Het lokaal kan aan de scholen van het eigen schoolbestuur andere voordelen toekennen. Als andere scholen erom verzoeken, kan de gemeente deze voordelen ook aan hen verlenen. De gemeente kan criteria opleggen waaraan de scholen moeten voldoen om recht te hebben op die voordelen. Zij mogen geen onderscheid maken tussen de scholen die aan de criteria voldoen.

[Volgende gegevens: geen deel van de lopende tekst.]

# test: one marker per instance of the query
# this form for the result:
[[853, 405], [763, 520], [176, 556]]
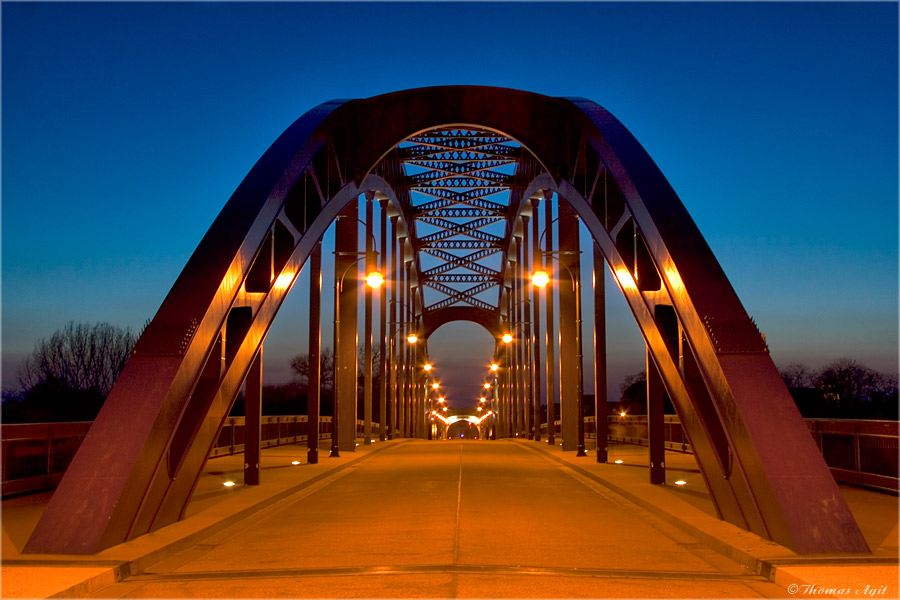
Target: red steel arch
[[137, 467]]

De gevraagde ouderbijdrage moet in verhouding staan tot de geleverde prestaties. Daarnaast mogen sociale voordelen voor geen enkele school een concurrentievoordeel of -nadeel opleveren. Meestal leggen lokale besturen voorwaarden op aan de andere scholen om ook te kunnen genieten van het sociaal voordeel. Zo kunnen zij vooropstellen om hetzelfde remgeld aan de ouders te vragen als het remgeld dat wordt gevraagd voor hetzelfde toezicht aan de leerlingen van de school van het lokaal bestuur die het voordeel toekent.
De school/schoolbestuur gaat in gesprek met de lokale besturen en uiten hun bezorgdheden. Indien er toch blijk is van oneerlijke concurrentie dan kan het schoolbestuur een klacht indien bij de Commissie Zorgvuldig Bestuur.
Als school/schoolbestuur ga je in overleg met het lokaal bestuur en verzoek je hen mee te delen welke sociale voordelen zij aan de scholen van hun eigen schoolbestuur toekennen. Doen zij dit niet, dan kan je een klacht indienen bij het Agentschap voor binnenlands bestuur.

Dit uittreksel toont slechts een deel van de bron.